The pharmaceutical market is intensely competitive. If we are unable to compete effectively with existing drugs, new treatment methods and new technologies, we may be unable to commercialize successfully any drugs that we develop.

The pharmaceutical market is intensely competitive and rapidly changing. Many large pharmaceutical and biotechnology companies, academic institutions, governmental agencies and other public and private research organizations are pursuing the development of novel drugs for the same diseases that we are targeting or expect to target. Many of our competitors have:

 

much greater financial, technical and human resources than we have at every stage of the discovery, development, manufacture and commercialization of products;

 

more extensive experience in pre-clinical testing, conducting clinical trials, obtaining regulatory approvals, and in manufacturing, marketing and selling drug products;

 

product candidates that are based on previously tested or accepted technologies;

 

products that have been approved or are in late stages of development; and

 

collaborative arrangements in our target markets with leading companies and research institutions.

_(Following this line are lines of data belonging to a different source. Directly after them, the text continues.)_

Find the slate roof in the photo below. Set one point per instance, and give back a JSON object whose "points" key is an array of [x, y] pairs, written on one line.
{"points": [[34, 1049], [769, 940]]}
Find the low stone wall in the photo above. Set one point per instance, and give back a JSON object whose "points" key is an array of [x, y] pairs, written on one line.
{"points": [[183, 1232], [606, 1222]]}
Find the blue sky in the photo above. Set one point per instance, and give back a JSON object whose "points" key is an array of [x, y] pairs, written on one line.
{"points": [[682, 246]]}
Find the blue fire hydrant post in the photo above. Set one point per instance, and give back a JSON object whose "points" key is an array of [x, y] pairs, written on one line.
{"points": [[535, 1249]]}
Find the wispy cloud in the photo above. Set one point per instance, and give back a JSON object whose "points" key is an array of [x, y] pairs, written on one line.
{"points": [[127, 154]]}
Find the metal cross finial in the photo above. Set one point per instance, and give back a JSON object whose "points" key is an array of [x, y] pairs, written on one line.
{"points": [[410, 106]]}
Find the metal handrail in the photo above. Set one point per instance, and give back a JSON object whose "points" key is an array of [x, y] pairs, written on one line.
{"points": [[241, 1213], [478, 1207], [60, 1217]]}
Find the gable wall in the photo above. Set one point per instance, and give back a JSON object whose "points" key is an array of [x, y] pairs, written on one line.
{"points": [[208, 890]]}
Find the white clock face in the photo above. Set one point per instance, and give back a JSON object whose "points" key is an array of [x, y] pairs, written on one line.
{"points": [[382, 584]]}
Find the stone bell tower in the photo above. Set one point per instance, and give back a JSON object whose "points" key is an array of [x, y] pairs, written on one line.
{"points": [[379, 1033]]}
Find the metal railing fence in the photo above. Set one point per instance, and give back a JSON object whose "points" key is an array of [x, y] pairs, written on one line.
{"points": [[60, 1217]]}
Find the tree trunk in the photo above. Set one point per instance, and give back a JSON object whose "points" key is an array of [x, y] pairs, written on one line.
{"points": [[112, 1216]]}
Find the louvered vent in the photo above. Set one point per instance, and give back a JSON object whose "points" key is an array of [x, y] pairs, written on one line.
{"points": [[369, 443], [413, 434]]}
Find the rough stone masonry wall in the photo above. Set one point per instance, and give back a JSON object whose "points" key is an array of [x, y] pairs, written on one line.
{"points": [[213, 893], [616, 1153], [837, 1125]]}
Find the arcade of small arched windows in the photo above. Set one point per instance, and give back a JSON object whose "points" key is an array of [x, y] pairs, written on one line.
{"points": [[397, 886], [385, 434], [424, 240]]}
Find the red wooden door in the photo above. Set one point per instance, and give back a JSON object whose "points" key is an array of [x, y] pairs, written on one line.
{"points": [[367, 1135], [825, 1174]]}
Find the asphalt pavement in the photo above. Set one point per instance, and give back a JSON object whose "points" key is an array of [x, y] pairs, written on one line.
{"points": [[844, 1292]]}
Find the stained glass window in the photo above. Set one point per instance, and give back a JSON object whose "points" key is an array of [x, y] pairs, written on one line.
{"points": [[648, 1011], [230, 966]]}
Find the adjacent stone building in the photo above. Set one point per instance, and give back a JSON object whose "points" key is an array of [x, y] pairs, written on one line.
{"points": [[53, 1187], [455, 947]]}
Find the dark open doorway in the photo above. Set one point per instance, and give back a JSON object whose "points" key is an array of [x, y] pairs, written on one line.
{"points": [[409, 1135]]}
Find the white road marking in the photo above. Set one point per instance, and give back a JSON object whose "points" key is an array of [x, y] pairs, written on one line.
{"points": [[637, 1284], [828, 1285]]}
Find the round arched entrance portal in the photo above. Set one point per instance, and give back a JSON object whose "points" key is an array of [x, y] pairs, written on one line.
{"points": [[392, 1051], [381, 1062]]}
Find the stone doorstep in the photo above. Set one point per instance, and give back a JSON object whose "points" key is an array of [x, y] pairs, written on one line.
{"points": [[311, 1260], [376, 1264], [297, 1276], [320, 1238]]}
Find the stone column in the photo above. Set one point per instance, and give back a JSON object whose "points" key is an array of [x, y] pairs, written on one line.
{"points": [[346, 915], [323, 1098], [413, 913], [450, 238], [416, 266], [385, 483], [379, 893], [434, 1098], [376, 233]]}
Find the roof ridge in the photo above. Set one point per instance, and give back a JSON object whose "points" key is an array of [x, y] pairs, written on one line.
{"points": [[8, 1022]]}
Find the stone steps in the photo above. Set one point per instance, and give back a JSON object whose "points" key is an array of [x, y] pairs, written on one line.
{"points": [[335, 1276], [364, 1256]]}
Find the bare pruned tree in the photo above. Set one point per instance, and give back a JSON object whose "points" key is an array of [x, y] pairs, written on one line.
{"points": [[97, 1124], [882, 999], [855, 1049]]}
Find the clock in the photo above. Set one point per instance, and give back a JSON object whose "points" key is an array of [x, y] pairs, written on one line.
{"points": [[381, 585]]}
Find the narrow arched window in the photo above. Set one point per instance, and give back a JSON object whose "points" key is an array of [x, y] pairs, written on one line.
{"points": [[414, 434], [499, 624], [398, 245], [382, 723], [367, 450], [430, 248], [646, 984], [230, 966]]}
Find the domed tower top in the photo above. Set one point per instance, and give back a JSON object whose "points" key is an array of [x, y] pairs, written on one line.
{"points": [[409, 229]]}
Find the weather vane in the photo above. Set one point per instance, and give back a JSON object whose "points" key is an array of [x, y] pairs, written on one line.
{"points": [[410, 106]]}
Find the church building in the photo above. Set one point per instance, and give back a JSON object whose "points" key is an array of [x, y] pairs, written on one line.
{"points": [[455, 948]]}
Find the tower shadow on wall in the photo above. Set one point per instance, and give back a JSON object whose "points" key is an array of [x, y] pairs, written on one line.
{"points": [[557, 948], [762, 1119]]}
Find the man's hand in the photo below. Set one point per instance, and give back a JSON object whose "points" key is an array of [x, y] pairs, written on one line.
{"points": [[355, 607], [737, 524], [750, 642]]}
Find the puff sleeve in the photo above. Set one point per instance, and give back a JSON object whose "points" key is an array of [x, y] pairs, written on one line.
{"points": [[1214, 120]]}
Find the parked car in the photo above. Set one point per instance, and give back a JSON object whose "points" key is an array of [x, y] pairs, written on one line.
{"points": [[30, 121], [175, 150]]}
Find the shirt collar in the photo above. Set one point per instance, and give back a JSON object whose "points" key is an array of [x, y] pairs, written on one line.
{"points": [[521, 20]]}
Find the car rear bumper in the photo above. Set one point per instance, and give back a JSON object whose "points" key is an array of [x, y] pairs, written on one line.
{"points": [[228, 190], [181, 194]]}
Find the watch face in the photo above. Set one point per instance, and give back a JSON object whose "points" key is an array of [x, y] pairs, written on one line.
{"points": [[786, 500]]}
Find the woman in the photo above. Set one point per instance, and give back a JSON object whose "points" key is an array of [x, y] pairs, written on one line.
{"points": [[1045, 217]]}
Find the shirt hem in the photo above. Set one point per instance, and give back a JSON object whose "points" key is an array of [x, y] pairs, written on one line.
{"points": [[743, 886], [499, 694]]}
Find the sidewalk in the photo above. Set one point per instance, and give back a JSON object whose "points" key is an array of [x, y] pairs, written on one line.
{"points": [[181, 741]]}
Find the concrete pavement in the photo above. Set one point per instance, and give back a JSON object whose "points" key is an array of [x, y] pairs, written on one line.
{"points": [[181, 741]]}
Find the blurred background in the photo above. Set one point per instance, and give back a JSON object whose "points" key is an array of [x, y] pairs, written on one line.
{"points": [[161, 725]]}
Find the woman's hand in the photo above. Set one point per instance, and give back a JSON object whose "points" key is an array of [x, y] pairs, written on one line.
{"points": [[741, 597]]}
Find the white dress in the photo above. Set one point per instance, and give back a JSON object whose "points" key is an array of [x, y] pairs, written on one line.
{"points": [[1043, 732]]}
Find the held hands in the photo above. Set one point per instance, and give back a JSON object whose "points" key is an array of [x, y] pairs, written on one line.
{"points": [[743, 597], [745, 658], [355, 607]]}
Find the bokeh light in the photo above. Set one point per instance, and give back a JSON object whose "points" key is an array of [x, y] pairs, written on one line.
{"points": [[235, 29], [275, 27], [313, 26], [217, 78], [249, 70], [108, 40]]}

We will face intense competition from drugs that have already been approved and accepted by the medical community for the treatment of the conditions for which we may develop drugs. We also expect to face competition from new drugs that enter the market. We believe a number of drugs are currently under development, and may become commercially available in the future, for the treatment of conditions for which we may try to develop drugs. These drugs may be more effective, safer, less expensive, or marketed and sold more effectively, than any products we develop. For example, we are developing patisiran for the treatment of hATTR amyloidosis. We have completed enrollment in our ongoing Phase 3 clinical trial and expect to report top-line data from our Phase 3 clinical trial in mid-2017.  We are aware of other approved products used to treat this disease, including tafamidis, marketed by Pfizer, as well as product candidates in various stages of clinical development, including an investigational drug being developed for which Ionis has completed enrollment in an ongoing Phase 3 clinical trial. Patisiran may not compete favorably with these products and product candidates, and even if approved, it may not achieve commercial success.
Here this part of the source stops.